Les auteurs sont bien informés sur les groupes de travail qui ont réfléchi aux questions financières pour le candidat Hollande, et ils ont la drôle d’idée de juger les travaux de l’un d’eux « minutieux ». C’est au contraire la légèreté intellectuelle et la précipitation qui ont marqué nombre de ces travaux – certains se faisant fort, croyant bien interpréter les souhaits du candidat, de « dégrouper » la Finance en 100 jours ou presque ! Et de toute façon, les politiques lecteurs de ces notes aussi ambitieuses que superficielles n’avaient pas la culture économique pour prendre la mesure de la tâche – ils ne voient littéralement pas le problème1.
L’Europe comme solution
Ces questions sont trop complexes pour les contextes de compétition électorale. Ce n’est ni le bon rythme, ni le bon angle. Un pouvoir responsable aurait fait en sorte de libérer la question bancaire des affrontements droite-gauche, et surtout aurait veillé à coordonner la réforme française et les travaux d’excellente qualité des institutions communautaires et des bons think tanks tel Breugel. Car au fond ce que recherchait le lobby bancaire français, comme son homologue allemand d’ailleurs au même moment, c’était de préempter les projets communautaires. On en vient à penser que Michel Barnier, le commissaire européen responsable du sujet, est plus prêt à réformer la Finance que François Hollande.

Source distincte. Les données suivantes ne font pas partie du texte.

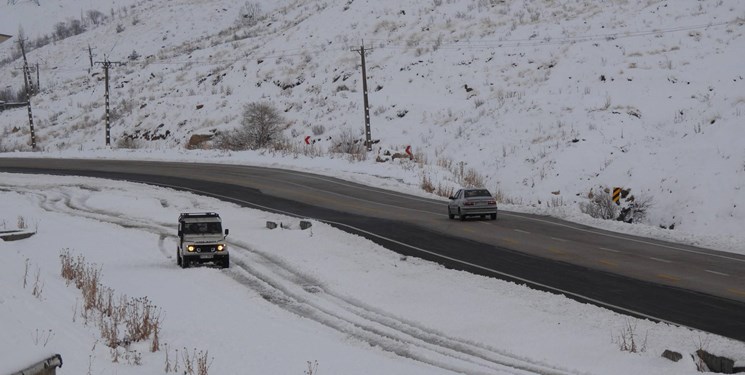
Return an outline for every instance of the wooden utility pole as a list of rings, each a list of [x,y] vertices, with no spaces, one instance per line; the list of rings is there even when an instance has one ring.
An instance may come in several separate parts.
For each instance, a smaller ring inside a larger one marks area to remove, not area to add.
[[[93,48],[91,48],[91,45],[88,45],[88,60],[91,62],[91,68],[88,69],[88,74],[91,73],[91,69],[93,69]]]
[[[21,54],[23,55],[23,80],[26,84],[26,108],[28,108],[28,125],[31,130],[31,149],[36,150],[34,116],[31,113],[31,91],[33,90],[33,81],[31,80],[31,72],[28,69],[28,61],[26,60],[26,49],[23,45],[23,39],[18,39],[18,45],[21,47]]]
[[[362,41],[360,49],[353,49],[352,51],[358,52],[362,57],[362,95],[363,103],[365,106],[365,145],[367,151],[372,151],[372,136],[370,134],[370,105],[367,100],[367,71],[365,68],[365,41]]]
[[[109,61],[108,58],[104,57],[103,61],[96,61],[96,64],[103,65],[104,80],[106,81],[106,91],[104,92],[105,104],[106,104],[106,146],[111,145],[111,112],[109,111],[109,68],[111,65],[124,65],[124,63],[117,61]]]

ll faut du temps et des débats, non cadenassés cette fois, pour évaluer les solutions envisageables, et les trois journalistes ont probablement tort de faire de la séparation des activités utiles et des activités spéculatives (par filialisation sous holding commun ou de façon plus stricte) l’alpha et l’oméga des nouvelles régulations bancaires. D’autres voies sont encore à explorer, et notamment le contrôle de l’effet de levier, au niveau des institutions financières comme des fonds d’investissement. Certains soulignent la résilience dans la crise du système bancaire canadien. D’autres soulignent l’intérêt d’un système bancaire régionalisé et recentré sur le financement de l’économie réelle, ce qu’est sous un certain angle le système allemand.
La faute du pouvoir socialiste, ce n’est pas de n’avoir pas effectivement séparé les activités de banque classique utiles et celles de banque d’investissement qui sont de la pure spéculation, comme le croit l’ouvrage – chantier effectivement compliqué. C’est d’avoir livré la question au lobby bancaire de façon inopportune et intempestive. Pour une fois, il n’y avait aucune raison de se presser.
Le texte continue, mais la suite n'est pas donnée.